My students in China did a wonderfully funny song and dance at their senior banquet that started out with lyrics about “I want a prof…”  With many thanks to them, it suggests a format to me for thinking about what I am looking for in a church.  I’ll start it, maybe others will help me clarify.  And, like I tell my students sometimes having  the dream first, makes reality happen.

I want a church with faith strong enough to admit how much we don’t know,

I want a church that worships God because God is too big for us to understand, label, and own.

I want a church that celebrates our diversity, all of it, as evidence of holy creativity beyond our grasp.

I wanna church that expects honesty from hurting, confused, lonely people — us.

I wanna church that recognizes the reality of the ethereal.

I wanna church that doubts the surety of what visibly surrounds us.

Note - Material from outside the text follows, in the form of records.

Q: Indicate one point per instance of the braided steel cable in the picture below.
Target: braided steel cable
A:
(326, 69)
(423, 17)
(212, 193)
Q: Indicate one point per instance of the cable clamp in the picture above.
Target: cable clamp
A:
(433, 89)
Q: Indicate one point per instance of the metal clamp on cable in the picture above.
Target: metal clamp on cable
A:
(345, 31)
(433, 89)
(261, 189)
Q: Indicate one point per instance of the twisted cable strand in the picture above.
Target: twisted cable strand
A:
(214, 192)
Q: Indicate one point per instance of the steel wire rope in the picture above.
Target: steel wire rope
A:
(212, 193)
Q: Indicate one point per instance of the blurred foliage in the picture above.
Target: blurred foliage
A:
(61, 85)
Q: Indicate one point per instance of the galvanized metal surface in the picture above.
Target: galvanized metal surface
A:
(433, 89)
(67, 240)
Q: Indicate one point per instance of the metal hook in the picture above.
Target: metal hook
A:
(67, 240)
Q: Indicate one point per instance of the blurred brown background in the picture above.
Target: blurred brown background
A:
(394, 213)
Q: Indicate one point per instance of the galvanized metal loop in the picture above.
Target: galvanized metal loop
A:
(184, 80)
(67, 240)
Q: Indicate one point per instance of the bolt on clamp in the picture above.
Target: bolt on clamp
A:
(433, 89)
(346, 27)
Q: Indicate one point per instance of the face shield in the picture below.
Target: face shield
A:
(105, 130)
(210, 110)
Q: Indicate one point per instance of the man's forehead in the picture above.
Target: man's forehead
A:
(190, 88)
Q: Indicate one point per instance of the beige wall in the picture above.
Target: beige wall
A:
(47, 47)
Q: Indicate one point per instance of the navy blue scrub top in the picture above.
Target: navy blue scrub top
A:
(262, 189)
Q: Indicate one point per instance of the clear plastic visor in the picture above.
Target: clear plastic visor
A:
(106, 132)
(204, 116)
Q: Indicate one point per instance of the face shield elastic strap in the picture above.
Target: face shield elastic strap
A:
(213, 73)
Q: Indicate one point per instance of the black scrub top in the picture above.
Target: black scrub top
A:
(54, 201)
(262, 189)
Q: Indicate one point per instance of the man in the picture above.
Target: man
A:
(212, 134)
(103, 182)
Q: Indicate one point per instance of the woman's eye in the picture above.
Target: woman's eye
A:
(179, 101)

I wanna church that hopes (even when we don’t have a vision, mission, goals, and action steps plan).

I wanna church that loves.  period.  But, it can’t be period, it has to be defined.  I wanna church that loves people who do not believe what others believe, do not do what everybody else says they should do, and dare to ask us questions we cannot answer — again us, all of us.

I wanna church that truly believes in the priesthood of all followers of Jesus.

I wanna church that makes (no that’s wrong, that let’s) me think, weep, laugh, dance, pray, grow, go, and stop.

I wanna church that is less like pews of costumed people, and more like a circle of my cousins and friends sitting around a fire in the dark!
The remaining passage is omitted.